Green light: certificate in hand, 6+ paid flights, brand story shot or delivered, one standing weekly client forming. Yellow: flights happening but all one-off: push the brokerage office pitch and the builder standing schedule; volume relationships are the model. Red: certified but under 3 paid jobs despite 25+ pitches: your reel or your pitch order is off; lead with the 90-second sample and the legality line, and re-run the brokerage circuit before buying any gear.

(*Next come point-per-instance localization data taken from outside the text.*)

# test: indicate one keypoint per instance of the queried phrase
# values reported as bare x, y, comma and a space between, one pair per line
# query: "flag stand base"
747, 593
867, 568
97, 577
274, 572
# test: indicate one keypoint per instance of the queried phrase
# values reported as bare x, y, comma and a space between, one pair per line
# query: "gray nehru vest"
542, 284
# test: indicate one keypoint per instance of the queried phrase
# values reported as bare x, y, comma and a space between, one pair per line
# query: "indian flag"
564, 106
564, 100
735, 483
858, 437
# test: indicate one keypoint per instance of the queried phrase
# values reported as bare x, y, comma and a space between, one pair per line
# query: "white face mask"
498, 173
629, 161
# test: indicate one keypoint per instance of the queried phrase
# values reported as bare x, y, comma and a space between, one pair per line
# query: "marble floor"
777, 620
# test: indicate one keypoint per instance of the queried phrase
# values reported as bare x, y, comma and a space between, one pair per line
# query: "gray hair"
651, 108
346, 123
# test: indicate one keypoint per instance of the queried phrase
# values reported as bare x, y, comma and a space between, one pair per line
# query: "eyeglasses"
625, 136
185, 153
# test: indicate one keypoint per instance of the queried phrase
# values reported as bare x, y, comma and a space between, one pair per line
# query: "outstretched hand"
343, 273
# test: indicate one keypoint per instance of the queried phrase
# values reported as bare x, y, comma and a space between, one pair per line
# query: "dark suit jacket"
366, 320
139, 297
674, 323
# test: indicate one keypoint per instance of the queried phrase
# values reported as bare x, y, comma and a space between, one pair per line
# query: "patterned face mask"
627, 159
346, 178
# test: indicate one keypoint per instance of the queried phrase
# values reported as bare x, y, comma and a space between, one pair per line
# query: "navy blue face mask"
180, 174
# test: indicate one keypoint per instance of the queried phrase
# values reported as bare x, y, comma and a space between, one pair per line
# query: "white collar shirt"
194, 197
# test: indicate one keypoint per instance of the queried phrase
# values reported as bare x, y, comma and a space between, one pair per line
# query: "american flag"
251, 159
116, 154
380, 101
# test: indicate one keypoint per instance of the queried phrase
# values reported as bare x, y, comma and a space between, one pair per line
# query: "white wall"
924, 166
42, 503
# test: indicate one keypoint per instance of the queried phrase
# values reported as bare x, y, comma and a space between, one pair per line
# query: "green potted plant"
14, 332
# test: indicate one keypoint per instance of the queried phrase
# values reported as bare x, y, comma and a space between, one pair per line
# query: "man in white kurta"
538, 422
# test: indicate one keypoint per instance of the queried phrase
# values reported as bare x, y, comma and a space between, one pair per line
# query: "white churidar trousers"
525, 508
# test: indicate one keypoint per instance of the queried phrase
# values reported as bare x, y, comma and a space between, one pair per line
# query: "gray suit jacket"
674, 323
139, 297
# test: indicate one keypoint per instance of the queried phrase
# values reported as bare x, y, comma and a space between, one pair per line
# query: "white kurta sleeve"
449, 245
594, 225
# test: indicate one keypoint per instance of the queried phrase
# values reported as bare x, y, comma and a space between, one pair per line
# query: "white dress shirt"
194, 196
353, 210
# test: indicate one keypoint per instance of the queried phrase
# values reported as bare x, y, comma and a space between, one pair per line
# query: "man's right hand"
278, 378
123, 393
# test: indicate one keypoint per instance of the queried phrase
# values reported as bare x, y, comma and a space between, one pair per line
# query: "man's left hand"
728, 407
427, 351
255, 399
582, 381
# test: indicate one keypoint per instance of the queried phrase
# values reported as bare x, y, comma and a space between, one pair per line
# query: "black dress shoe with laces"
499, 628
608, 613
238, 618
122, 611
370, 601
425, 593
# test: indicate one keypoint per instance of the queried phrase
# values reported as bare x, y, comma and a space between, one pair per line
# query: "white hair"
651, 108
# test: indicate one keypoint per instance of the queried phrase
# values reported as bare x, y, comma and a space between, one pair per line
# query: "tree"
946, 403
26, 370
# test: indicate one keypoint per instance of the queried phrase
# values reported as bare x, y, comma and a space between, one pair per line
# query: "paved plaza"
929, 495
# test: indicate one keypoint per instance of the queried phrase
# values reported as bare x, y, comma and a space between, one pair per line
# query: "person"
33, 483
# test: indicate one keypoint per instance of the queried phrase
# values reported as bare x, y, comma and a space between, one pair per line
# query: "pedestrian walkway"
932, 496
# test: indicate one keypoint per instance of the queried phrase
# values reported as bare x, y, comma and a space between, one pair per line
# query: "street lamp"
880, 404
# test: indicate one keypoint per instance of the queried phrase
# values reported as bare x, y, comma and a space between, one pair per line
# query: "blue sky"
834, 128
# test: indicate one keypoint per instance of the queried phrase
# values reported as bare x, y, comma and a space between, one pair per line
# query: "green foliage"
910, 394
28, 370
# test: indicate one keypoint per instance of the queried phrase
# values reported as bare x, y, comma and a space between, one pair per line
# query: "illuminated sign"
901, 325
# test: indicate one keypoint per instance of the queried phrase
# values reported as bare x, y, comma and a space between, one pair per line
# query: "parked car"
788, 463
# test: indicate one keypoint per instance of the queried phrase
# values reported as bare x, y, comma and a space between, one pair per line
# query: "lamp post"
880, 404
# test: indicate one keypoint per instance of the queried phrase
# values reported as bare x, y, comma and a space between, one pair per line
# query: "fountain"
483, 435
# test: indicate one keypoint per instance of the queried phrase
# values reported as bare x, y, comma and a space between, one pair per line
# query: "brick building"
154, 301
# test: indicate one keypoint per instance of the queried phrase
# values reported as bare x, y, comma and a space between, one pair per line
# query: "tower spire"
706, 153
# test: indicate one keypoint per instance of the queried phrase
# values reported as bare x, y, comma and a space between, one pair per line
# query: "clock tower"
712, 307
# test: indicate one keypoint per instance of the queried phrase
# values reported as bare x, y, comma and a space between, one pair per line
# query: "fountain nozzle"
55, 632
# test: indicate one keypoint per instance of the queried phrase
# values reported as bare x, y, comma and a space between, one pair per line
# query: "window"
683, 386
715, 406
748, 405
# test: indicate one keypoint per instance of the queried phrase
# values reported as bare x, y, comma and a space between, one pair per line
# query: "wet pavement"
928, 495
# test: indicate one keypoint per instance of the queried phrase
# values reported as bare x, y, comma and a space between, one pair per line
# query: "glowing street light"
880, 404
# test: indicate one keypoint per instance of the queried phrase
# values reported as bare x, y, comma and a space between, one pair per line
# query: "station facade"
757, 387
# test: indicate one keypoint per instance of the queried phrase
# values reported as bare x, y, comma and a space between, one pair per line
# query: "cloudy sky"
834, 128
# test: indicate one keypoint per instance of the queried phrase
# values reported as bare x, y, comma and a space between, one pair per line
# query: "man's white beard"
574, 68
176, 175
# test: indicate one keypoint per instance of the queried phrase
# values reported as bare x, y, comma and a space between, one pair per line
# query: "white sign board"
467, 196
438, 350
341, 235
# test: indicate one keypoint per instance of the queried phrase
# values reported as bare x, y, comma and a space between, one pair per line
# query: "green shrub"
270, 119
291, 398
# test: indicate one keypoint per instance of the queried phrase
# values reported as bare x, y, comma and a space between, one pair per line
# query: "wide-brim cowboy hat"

How it fails, and how it grows

The five killers

×

Flying commercially before certification

Real fines, reportable violations, void insurance, and competitors watching. The Part 107 takes three weeks and becomes your best sales line. No exceptions, including 'free' marketing shoots.

×

Unlimited revisions

Video invites infinite opinions, and every uncontracted revision round is unpaid week. Two rounds in writing, then hourly: the clients worth keeping respect the structure.

×

Unlicensed music

One copyright strike mutes a client's ad campaign and ends the relationship. Subscription licensing costs less than one lost client; keep records per project.

×

The cinema-kit debt spiral

Financing $25,000 of gear for real-estate shoots a basic kit handles is the trade's signature mistake. Book the work, bank the gear fund, and upgrade from revenue.

×

Chasing one-offs forever

Project-to-project video is feast and famine with render times. The operators who build wealth stack standing flights and monthly retainers until the baseline covers life, then let projects be upside.

Three ways to scale

1

The retainer stack

Five content-engine retainers at $2,500 average is $12,500 monthly before a single project lands. Sell the retainer at every brand-video delivery, and protect renewal with quarterly strategy calls that prove the clips are working.

2

The drone services company

Construction progress, inspections, mapping, and tourism contracts on standing schedules, eventually with a second certified pilot. Less cinematic, wildly recurring: this path becomes a real operations business with contracts measured in years.

3

The production company

Raise the ceiling: $7,500-25,000 brand campaigns with contracted crews (audio, gaffer, second camera) under your direction. You graduate from shooter to director, and your story instincts, not your hands, become the product.

Your first hire

An editor, not a shooter: outsource the assembly cut and cutdowns once retainers fill your timeline, keeping the final pass and color in your hands. Editing is two-thirds of every job's hours, and a $400-700 per-project editor doubles your shooting capacity immediately. The handoff test is a written style guide: reference cuts, pacing notes, LUTs, and delivery specs on one page. No page, no hire, no scale.